How do we know Nachson jumped in first? Not from Beshalach, but from a close reading of Psalm 114.
How do we know the angels came to Lot on Pesach? Not from the Matzahs, but from the literary parallels to Makat Bechorot.
How did we know the mountains all moved to be the one the Torah was given on? From Psalm 68.
How do we know Yehudah set up a Beit Midrash in Egypt? Check a concordance for the word "lehorot."
How do we know Menashe did Teshuvah? From Divrei Hayamim, of course.
How do we know angels were created on the second day of creation? From Nechemiah
The list goes on and on.
Last year, we did a three week lesson in Maimonides school on the Gemara in Sanhedrin about Shevnah's rebellion, and after the first week, all of my students were saying "the Midrash is fabricated, where did they get that from" - until we studied all the psukim more carefully and they all recognize that the Midrash's literary, linguistic, and textual sensitivity was so advanced, that many of the 'creations' of the Midrash can be revealed as just closer readings of the text.

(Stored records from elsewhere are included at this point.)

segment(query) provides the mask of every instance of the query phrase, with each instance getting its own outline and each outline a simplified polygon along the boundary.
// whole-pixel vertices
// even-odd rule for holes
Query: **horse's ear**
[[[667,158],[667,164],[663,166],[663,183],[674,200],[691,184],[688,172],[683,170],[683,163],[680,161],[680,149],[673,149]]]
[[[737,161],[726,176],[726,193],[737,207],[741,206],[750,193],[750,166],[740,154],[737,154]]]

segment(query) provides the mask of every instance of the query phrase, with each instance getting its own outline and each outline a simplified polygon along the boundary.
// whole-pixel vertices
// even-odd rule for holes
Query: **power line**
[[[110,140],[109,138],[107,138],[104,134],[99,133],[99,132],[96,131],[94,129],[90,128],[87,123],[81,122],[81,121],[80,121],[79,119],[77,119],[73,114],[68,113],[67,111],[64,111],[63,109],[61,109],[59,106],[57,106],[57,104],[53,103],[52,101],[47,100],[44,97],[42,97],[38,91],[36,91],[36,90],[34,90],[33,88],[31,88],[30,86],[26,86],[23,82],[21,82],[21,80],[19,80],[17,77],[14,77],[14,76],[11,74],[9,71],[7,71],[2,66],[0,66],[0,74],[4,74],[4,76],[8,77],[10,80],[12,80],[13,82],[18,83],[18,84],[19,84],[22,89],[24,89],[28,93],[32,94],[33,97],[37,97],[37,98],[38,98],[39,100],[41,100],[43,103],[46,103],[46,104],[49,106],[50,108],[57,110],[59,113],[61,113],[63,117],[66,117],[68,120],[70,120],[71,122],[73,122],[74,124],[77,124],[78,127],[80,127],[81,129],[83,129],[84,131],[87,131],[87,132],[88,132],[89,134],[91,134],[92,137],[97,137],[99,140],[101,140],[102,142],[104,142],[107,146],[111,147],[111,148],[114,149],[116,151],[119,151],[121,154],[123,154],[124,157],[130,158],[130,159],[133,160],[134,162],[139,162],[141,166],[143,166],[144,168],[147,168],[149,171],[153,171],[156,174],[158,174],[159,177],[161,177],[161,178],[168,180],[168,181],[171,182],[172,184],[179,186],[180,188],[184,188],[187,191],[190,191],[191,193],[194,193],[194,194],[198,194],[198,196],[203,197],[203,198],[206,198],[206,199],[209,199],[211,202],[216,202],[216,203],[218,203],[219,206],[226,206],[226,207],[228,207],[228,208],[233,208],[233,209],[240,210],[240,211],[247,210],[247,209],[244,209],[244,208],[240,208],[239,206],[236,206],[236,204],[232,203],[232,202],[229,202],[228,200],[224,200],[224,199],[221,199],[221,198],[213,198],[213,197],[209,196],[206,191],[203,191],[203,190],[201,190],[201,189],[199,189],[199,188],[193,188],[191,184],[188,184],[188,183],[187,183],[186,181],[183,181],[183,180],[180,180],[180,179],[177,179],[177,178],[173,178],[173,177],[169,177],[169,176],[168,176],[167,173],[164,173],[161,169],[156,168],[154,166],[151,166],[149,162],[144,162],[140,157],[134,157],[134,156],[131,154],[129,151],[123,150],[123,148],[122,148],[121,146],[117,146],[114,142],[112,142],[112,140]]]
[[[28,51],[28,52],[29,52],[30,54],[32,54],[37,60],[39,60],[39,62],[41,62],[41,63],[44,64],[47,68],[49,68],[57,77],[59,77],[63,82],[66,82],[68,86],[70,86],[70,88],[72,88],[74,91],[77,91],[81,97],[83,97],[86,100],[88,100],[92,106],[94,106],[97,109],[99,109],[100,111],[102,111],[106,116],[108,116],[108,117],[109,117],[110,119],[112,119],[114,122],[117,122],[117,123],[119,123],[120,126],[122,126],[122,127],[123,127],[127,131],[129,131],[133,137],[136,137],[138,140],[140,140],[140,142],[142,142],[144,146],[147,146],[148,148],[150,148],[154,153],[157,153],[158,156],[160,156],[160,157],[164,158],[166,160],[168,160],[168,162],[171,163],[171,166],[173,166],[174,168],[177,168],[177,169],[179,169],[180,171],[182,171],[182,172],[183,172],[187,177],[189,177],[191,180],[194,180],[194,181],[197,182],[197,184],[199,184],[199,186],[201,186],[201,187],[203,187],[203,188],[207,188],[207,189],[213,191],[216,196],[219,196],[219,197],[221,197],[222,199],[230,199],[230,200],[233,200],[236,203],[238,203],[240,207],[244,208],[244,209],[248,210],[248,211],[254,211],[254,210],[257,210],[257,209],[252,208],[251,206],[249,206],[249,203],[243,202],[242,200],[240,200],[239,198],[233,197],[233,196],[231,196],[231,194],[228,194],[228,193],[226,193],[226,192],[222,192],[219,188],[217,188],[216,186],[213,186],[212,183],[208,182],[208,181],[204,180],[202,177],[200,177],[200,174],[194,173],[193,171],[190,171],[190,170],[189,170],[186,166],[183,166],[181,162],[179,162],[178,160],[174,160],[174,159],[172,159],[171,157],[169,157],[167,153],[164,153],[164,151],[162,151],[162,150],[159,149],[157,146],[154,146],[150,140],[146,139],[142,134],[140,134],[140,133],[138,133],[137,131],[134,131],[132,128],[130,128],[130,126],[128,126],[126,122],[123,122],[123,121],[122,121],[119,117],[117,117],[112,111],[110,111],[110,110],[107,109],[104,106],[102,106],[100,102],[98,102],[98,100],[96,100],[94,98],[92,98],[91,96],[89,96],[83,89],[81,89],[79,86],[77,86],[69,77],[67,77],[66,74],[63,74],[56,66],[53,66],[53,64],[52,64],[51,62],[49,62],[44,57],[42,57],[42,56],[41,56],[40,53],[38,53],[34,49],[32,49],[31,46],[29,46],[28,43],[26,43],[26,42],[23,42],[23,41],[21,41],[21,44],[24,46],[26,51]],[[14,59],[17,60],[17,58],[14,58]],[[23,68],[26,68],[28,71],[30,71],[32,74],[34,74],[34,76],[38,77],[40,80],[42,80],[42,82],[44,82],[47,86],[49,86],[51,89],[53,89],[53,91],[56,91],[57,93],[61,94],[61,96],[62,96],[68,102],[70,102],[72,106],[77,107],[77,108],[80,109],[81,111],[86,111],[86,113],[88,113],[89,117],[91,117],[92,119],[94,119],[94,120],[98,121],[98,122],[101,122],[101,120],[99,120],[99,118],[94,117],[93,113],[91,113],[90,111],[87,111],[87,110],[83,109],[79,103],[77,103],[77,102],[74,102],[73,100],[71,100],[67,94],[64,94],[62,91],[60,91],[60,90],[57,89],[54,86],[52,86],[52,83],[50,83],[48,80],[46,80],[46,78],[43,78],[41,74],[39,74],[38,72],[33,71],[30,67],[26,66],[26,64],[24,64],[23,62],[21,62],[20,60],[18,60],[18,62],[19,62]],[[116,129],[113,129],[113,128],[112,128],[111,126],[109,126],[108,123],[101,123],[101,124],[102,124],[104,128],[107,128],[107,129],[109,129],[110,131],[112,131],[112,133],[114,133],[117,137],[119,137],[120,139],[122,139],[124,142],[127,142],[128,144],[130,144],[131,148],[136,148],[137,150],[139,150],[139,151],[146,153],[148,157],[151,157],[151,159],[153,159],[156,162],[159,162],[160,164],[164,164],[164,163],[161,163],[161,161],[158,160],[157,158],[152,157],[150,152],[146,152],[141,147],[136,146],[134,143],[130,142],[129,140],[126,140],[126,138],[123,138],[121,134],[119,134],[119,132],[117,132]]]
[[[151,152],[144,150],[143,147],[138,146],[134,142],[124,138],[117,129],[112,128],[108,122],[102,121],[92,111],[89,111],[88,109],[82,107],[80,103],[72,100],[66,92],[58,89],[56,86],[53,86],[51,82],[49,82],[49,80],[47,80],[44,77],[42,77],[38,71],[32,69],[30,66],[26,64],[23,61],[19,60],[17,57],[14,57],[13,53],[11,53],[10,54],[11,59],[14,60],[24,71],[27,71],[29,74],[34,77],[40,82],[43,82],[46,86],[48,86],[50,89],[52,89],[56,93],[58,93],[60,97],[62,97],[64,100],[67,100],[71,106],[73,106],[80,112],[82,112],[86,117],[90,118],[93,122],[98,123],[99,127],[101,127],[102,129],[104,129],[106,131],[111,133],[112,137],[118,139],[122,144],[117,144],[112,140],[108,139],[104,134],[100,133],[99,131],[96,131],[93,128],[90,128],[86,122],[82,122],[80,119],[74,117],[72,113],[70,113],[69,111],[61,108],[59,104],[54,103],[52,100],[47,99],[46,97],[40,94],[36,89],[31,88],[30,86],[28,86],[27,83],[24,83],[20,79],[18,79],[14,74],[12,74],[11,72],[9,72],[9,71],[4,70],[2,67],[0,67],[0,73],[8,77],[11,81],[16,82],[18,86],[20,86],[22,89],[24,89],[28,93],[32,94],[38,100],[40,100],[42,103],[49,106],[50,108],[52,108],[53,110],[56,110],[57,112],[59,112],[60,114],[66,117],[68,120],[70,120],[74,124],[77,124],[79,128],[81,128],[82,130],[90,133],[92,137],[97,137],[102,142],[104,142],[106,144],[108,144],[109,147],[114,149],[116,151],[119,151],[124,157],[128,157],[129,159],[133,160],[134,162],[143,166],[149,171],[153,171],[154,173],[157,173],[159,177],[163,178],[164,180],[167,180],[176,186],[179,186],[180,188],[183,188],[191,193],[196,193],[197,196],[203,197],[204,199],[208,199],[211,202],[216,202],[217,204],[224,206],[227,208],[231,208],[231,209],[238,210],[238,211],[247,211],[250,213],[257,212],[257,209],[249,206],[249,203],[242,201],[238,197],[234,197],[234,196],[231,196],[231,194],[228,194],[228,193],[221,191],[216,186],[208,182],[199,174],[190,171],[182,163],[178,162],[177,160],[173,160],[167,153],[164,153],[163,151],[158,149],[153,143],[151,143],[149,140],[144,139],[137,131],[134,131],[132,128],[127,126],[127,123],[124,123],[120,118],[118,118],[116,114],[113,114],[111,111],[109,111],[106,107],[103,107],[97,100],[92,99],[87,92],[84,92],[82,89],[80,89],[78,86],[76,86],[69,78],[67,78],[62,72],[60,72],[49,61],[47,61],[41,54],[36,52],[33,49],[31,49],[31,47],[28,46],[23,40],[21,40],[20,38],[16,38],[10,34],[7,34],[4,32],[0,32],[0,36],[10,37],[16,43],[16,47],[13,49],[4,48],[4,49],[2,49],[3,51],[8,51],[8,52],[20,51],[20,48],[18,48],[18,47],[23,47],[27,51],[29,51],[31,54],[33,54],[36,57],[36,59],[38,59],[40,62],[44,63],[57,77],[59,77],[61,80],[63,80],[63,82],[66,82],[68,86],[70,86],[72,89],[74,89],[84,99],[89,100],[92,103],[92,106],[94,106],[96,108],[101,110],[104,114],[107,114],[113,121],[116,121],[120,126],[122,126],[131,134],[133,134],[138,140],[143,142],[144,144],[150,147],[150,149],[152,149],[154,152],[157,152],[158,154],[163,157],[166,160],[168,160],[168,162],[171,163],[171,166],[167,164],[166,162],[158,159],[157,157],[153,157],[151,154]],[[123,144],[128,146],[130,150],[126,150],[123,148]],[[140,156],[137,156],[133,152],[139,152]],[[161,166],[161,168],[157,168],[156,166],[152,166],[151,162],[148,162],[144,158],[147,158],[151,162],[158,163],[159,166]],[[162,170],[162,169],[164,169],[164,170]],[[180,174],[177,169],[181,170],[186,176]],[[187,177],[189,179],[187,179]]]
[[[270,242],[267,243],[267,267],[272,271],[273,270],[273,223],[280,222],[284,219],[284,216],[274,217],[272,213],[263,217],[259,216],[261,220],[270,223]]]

I think in 2012, too many of our students will go to colleges (Be them YU, or secular colleges), Yeshivot and Seminaries - where they will meet teachers who criticize Midrash Aggadah; and this will lead too many of our students to then take the next step - that if we can ignore Midrash Agaddah, then we can Midrash Halacha too - and once they make that step, we've lost the battle. Instead, I think we must reaffirm their faith in the Chachmei Ha-mesorah; but not through asserting that it is so, rather, by showing how it is so, and where the Midrash comes from.
In more than half a decade teaching this way, I have yet to find a class or a Midrash when the students did not walk away with a refined, committed embrace of Midrash after we studied them the right way - and I've challenged students to find Midrashim and we work together on them to explain how each and every one is really the pshat.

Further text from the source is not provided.